While he clicked, Oliver listened to what Jess and Phil would have considered their inconsequential chatter. The more he knew about Jess, the more he wanted to know. For a start, there was Jack, who, it seemed, still lived in the flat. So much for being an ex. Zooming in on one of the dolls, he tried asking a leading question. ‘These really aren’t what I imagined. To be honest, from Zoë’s description I pictured them as, I don’t know, more craft than art.’ He took one last photo, this one of them en masse. ‘More amateur. They remind me a bit of the work of JJ,’ he said carefully, alert for Jess’s response. ‘Do you know her work?’

Physically Jess gave nothing away. ‘What makes you think JJ is female?’

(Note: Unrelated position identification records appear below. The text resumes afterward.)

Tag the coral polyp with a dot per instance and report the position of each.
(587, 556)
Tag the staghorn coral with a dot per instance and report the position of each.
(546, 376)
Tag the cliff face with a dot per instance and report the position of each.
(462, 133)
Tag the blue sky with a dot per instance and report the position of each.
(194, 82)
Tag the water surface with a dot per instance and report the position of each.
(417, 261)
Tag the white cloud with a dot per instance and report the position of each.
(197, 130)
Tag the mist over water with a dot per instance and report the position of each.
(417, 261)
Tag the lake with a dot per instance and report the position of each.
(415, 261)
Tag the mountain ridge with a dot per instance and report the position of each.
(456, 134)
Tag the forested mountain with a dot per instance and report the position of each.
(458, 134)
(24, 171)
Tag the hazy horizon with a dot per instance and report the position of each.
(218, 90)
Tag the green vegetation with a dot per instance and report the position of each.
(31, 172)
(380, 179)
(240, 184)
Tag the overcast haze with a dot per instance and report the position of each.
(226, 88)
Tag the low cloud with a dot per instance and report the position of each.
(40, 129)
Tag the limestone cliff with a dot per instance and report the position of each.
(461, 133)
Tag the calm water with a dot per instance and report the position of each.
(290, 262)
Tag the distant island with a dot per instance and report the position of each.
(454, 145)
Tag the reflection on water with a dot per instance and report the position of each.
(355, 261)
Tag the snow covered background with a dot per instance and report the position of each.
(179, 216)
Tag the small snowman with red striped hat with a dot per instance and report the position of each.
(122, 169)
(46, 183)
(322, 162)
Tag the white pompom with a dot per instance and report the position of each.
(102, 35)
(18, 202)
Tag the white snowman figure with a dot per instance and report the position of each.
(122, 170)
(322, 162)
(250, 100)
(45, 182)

‘Just, I don’t know, a sensibility.’ Her question was almost as good as an admission.

Phil was impressed, it was smooth work.

‘So what gave you the idea?’

‘You know …’ said Jess, shrugging.

Only someone very familiar with JJ’s work would recognise the link. After all, JJ’s CV had developed considerably over the years and encompassed a range of areas. First there’d been what she called the re-interpretation of large outdoor advertisements through direct intervention, and the newspapers had called vandalism – or graffiti. They’d quickly
identified her tag – she couldn’t resist a signature of some kind – and it was then that the critics had begun to follow the progress of her ‘work’, as they’d initially referred to it. Not wanting to be exposed, Jess had moved to other areas of re-interpretation, the whimsical rearrangement and redesign of shop mannequins, which were then positioned in public places and photographed, for instance. Finally, for the last few years, as the risk of getting caught grew, she’d changed her approach and begun to construct large-scale images, part collage, part found objects and part painting. These were the works people had begun to collect seriously. Through it all her art displayed professional polish, social comment, ironic humour and some aspect of discomforting darkness. Those things were her signature as much as those two letters that appeared at the bottom right-hand corner of each work; at least they were according to her dealer.

But Oliver couldn’t know, thought Jess. That he’d made the connection was pure fluke.

‘Actually, no, I don’t. But if you don’t want to tell me that’s cool,’ said Oliver. He had enough information for the time being and could be patient. ‘What about just one?’

Letting him take one would be a way of ensuring that she saw him again, not that she should want to, given he wasn’t available – but what did it matter, she thought. ‘Okay, just one.’

‘Thanks,’ said Oliver, choosing the one dressed in a bustier and boots. It had to be a coincidence.

‘Look after it.’

‘Of course.’ He waited for a minute and when nothing happened added, ‘Jess, do you have a box? This is a doll, after all.’

‘I thought it was a work of art?’ said Phil, watching as Jess packed it up. As he did so, he wondered why more women didn’t wear thigh-high boots, and why bustiers weren’t more popular.